When did love first have meaning for you?

I think it was 10 years ago when I started to understand that emotions and deeds complete the package called “love”.

What are your acts of love?

I could tell you kissing and hugging but these are only the coating. The real deal for me is the sacrifice involved every time you say you love someone. Are you able to share, struggle, cry, laugh, joke, converse with, and be good companion with the person you say you love?

Are you currently in a relationship?

I have been in a few. I am single now and concentrating on my career.

What has been your experience relating intimately?

Both ecstatic and very disturbing. We live life with its black and white experiences. Both are great. My theory of life is “live love, love life”. There is no greater feeling than to love and be loved.

What is the one thing that makes you proud of being Ugandan?
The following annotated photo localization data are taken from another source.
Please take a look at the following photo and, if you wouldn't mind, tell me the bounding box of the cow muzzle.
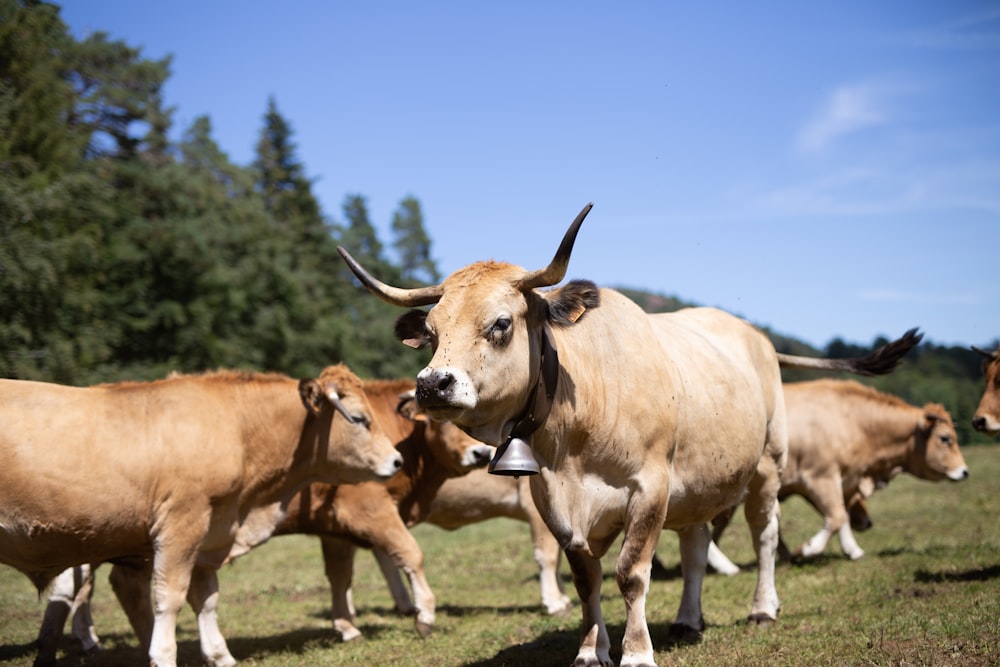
[415,366,478,415]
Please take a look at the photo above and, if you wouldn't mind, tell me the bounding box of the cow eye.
[488,316,512,343]
[939,434,952,445]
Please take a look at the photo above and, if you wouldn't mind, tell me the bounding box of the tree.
[392,196,440,285]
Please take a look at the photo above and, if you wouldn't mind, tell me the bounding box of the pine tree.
[391,196,440,285]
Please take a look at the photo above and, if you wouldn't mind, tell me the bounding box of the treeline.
[1,0,434,384]
[2,1,994,448]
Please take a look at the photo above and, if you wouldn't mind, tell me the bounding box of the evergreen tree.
[391,196,440,285]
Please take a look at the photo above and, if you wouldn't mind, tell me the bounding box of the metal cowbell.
[488,436,539,477]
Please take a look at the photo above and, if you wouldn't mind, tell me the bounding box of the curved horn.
[971,345,999,360]
[338,246,444,307]
[518,202,593,290]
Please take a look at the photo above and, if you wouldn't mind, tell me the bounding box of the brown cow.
[37,380,493,656]
[337,202,920,666]
[710,379,968,565]
[0,365,402,667]
[973,345,1000,435]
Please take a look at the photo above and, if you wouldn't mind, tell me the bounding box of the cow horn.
[518,203,593,290]
[327,389,362,424]
[337,247,444,307]
[971,345,998,360]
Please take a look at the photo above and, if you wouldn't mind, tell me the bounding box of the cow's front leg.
[565,547,611,667]
[836,522,865,560]
[186,566,236,667]
[796,473,849,559]
[35,566,82,666]
[320,537,363,641]
[521,477,572,615]
[364,521,435,638]
[673,524,709,642]
[372,547,417,614]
Our general character that I will call ak’obuntu. The line drawn between what should and should not be done in society.

What messages are presented in your music?
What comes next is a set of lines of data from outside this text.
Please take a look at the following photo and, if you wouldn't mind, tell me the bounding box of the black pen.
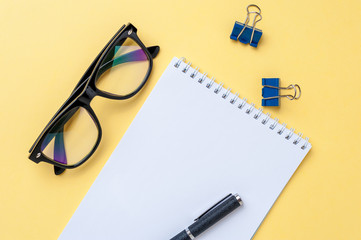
[170,193,243,240]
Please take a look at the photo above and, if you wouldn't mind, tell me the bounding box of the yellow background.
[1,0,360,239]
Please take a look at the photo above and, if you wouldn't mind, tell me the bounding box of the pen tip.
[234,194,243,205]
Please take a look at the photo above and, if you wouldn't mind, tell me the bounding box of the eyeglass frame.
[28,23,159,175]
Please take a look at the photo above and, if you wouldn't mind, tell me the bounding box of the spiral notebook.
[59,57,311,240]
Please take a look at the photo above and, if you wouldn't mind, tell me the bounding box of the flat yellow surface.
[1,0,360,239]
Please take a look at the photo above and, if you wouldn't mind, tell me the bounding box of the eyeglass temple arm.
[72,25,127,89]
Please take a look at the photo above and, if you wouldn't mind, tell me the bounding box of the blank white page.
[59,57,311,240]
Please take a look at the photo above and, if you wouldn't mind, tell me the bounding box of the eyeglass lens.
[95,37,150,97]
[41,107,98,166]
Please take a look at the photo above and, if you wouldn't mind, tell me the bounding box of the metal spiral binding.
[206,77,215,88]
[238,97,247,109]
[285,128,295,140]
[222,88,231,99]
[198,72,208,83]
[301,137,309,149]
[182,62,192,73]
[190,67,200,78]
[174,57,185,68]
[245,103,255,114]
[269,118,278,130]
[254,107,263,119]
[293,133,303,144]
[174,57,309,150]
[262,113,271,125]
[230,93,239,104]
[278,123,287,135]
[214,83,224,94]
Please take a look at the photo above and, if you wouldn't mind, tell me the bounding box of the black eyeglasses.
[28,23,160,175]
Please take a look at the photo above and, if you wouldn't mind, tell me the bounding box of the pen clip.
[194,194,232,221]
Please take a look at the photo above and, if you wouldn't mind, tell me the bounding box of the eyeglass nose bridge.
[82,86,97,102]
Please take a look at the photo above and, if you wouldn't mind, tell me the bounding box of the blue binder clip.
[262,78,301,106]
[230,4,263,48]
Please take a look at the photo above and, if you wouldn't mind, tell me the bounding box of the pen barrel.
[170,230,192,240]
[188,195,241,238]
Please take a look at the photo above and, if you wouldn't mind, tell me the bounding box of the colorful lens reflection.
[41,107,98,166]
[95,38,150,96]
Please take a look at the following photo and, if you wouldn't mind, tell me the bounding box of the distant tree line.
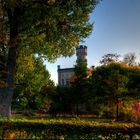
[6,52,140,121]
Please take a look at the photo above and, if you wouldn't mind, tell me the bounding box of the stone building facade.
[57,45,87,86]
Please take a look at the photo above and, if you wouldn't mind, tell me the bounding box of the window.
[66,79,69,85]
[62,79,64,85]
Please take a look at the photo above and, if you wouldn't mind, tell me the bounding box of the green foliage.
[70,58,90,113]
[73,58,88,95]
[0,0,99,117]
[127,66,140,98]
[49,86,74,114]
[1,0,99,61]
[92,62,128,99]
[74,58,88,80]
[12,48,53,111]
[91,62,129,120]
[89,60,140,120]
[37,81,56,113]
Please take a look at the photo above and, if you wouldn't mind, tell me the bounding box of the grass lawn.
[0,116,140,139]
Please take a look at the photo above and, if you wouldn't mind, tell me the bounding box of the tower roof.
[76,45,87,50]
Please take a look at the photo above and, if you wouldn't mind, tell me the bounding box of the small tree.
[123,53,136,66]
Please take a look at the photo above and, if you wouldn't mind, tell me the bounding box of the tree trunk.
[0,47,17,117]
[0,8,18,117]
[116,100,119,121]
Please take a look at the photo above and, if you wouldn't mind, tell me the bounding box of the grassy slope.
[0,116,140,139]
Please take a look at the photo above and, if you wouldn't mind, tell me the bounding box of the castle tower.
[57,45,88,86]
[76,45,87,62]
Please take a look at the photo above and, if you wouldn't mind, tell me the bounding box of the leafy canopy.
[13,48,52,109]
[1,0,98,61]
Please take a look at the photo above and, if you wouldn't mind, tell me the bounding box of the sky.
[45,0,140,84]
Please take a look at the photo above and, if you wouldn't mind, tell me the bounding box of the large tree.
[92,62,128,120]
[0,0,99,117]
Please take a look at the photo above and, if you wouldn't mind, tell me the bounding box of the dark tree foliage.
[49,85,74,115]
[12,56,52,112]
[127,66,140,97]
[92,62,129,120]
[71,58,89,114]
[0,45,7,87]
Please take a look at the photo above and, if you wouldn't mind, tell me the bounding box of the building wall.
[58,67,74,86]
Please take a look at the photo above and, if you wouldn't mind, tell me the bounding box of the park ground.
[0,114,140,139]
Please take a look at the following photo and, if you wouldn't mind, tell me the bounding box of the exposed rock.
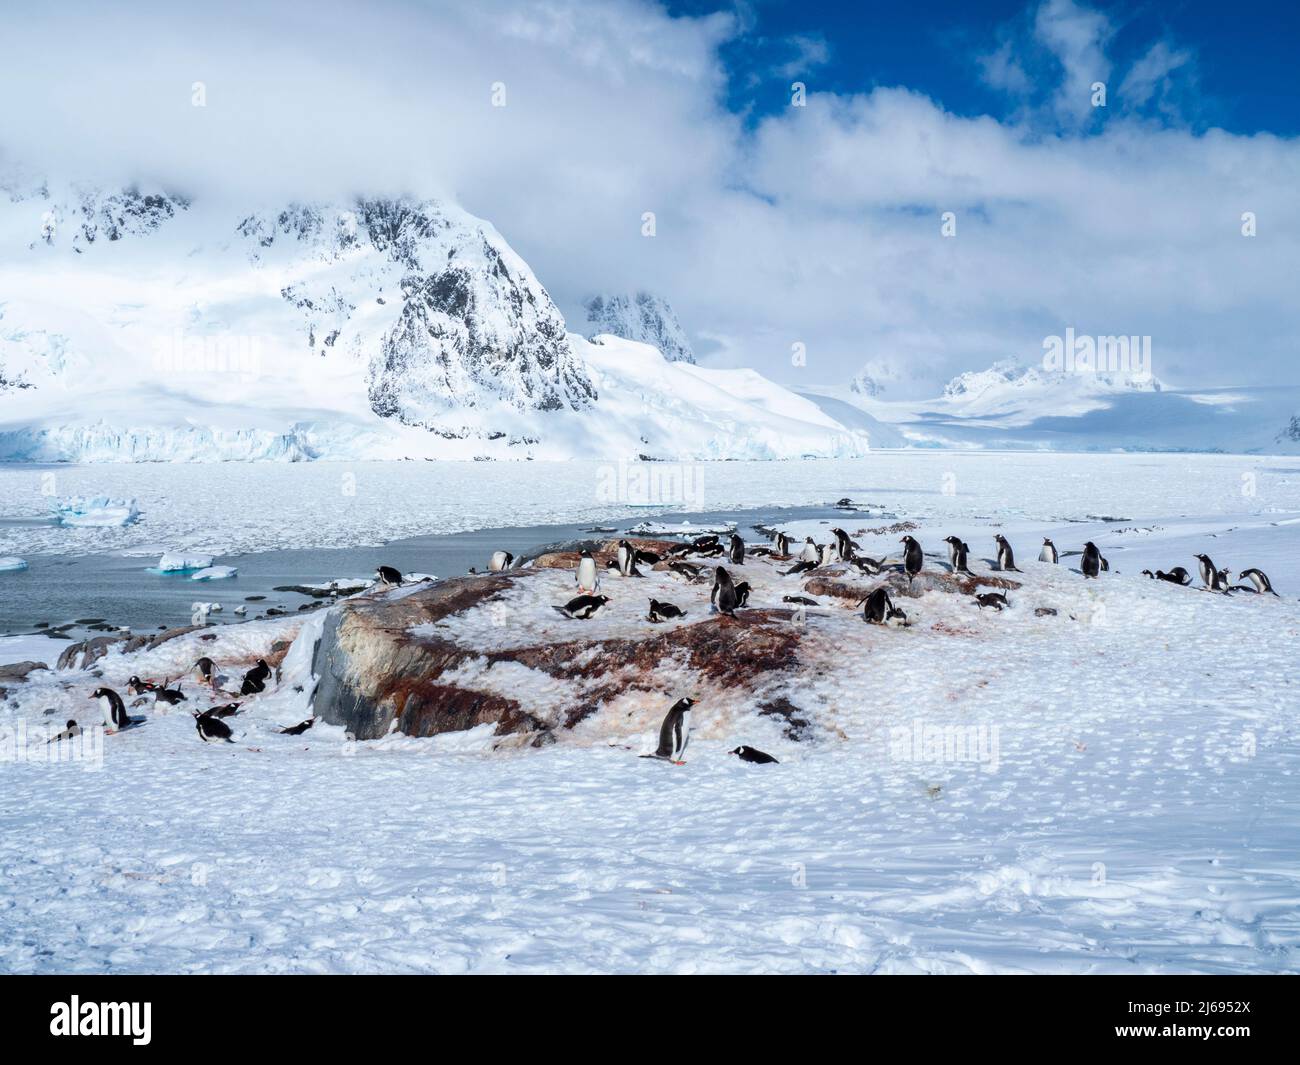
[311,572,804,741]
[584,291,695,364]
[56,625,202,671]
[0,661,47,682]
[804,568,1021,602]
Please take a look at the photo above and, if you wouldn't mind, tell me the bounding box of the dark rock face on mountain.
[236,196,596,422]
[584,291,695,364]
It is a combination of culture, love, hate, and divinity. Some of the themes are humourous, others serious and others, well, touching daily life issues.

Where have you played?

In 2015, I performed at the Zanzibar International Film Festival. A lot more is to be heard on my album Dawn, which is soon to be released.

What are your top destinations?

All live band spots within a radius of 10km in Kampala, together with a few clubs.

Mugenyi's musical journey

Practicing four hours every day, Brian Mugenyi first played the piano when he was eight. He spent five years nurturing his passion for music at Africa Institute of Music, where he majored in classical piano, with a minor in the saxophone.

He perfected the playing the saxophone in South Korea on a student exchange programme.